At dinner, over all you can eat riblets at Applebee’s, we talked about many, many things, none of which had anything to do with death or fate or God. We talked about Faith and how she was adjusting to leaving the nest and going to school. We talked about why she was a nurse and why I wasn’t. We talked about movies and actors, of tsunamis and hurricanes, of Dr. Seuss vs. Captain Kangaroo. We allowed Mr. Crawley’s final night to be as lonely as most of the rest of his nights had been in his comparatively short life. No one was by his side on this eve of his parting. In fact, no one ever spoke to Mr. Crawley again. As Katelynn and I debated which was more frightening, a giant yellow talking bird or a miniature purple singing dinosaur, Mr. Crawley electronically lowered his bed and closed his eyes for the final time. He didn’t die right away. He was well rested for his departure from life as we know it. He had died sometime in his sleep. It was determined later, when he didn’t wake up for his morning medications, that it had been sometime between three and four a.m. when his overworked heart had simply called it quits. I called Katelynn at seven a.m., shortly after talking to Dr. James. He didn’t sound excited. He was more professional than that. But even through the phone line, I thought his casual sounding voice sounded a bit too casual, like a fake, possibly practiced casual. Even through the phone line, I could hear him not being excited.

* * * * *

Katelynn was waiting as I rode into her driveway. I parked on the little sidewalk winding its way past the bushes to the front door and climbed into the passenger seat of her idling car. It was the first time I had ever seen her not dressed in white. She wore her long hair unrestrained, flowing over her shoulders, covering the straps to the light blue sleeveless blouse tucked into her dark blue jeans. The Nikes were white, just like the white hospital issued shoes I had always seen her wearing, but the remarkable difference in her appearance with the addition of color made it at first difficult to read her mood. She didn't say good morning as I shut the door and put on my seatbelt. I didn't think her rude not to. She already had, of course, when I had called her thirty minutes earlier, but this was not a good morning, if truth be told. This morning my streak had officially increased to two. I was hoping it wouldn't get to three until after she was out of town.

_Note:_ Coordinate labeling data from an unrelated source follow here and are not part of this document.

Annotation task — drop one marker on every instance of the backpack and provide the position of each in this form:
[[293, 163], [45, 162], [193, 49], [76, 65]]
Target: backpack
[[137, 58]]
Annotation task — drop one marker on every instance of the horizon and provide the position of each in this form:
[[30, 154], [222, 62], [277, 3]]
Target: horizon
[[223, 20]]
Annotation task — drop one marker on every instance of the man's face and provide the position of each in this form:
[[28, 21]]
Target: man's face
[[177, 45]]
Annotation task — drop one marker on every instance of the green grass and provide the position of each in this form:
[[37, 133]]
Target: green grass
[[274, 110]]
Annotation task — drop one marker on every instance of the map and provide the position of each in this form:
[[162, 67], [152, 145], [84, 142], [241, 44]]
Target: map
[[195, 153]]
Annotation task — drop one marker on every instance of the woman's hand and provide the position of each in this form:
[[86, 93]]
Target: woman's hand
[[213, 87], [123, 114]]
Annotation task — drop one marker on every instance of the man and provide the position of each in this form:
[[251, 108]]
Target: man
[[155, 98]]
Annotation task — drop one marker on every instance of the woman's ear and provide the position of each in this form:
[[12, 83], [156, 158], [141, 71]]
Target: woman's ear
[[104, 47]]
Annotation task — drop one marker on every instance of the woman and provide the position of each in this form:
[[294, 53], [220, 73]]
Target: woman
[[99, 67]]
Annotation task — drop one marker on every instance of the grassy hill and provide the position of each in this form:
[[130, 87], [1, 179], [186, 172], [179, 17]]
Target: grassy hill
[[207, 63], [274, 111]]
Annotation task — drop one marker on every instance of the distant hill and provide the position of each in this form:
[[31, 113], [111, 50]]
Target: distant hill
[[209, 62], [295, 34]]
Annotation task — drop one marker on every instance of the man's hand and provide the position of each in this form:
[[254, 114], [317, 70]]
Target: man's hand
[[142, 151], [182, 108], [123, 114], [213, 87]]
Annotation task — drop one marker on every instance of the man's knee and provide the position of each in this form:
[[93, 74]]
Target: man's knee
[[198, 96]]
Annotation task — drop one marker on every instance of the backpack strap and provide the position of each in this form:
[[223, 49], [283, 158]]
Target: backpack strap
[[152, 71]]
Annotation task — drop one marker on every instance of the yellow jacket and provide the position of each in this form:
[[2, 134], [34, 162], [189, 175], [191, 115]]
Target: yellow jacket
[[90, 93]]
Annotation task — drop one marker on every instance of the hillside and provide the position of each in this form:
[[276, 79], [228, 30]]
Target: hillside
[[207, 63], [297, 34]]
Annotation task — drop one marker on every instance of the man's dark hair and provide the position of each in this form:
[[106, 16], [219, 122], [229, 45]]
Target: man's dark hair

Everything went for the most part as planned as far as the meeting with Dr. James was concerned, giving me a false sense of control over the situation. Dr. James, remarkably enough, had not thought of giving Katelynn a physical until I made the suggestion. He had been too focused on what he thought he might have discovered in me to give Katelynn much thought at all to this point. Up until the meeting, where he quickly understood that his oversight was my sole concern, Katelynn's predicament hadn't yet truly hit home with him the way it obviously had with us. Not five minutes into the meeting, his priorities had been put into proper order as I laid out our plans for him.

When Katelynn and I had walked into his office, loosely linked at the arms, the envelope with Mr. Crawley's name on it, still sealed, sat alone on his desk. Everything else had been cleared off the desk as though the letter might suddenly explode and damage anything left within its destructive range. Dr. James was already picking up the sealed envelope before our bodies had completely lowered to their prospective seats.

"It says today," I said as I sat, hoping to spoil any dramatic climax he was playing out in his head. All he had said during his phone call that morning had been that Mr. Crawley had died during the night and he was wondering how soon Katelynn and I could get there. I told him that I would call Katelynn and that I suspected we could probably be there in an hour, hour and a half, or something close. He didn't actually say "Hurry up," as we hung up, but it was in his voice and I had purposely gone out to the garage to smoke a cigarette and greet the new morning in proper fashion before going back in to wake Katelynn with the news.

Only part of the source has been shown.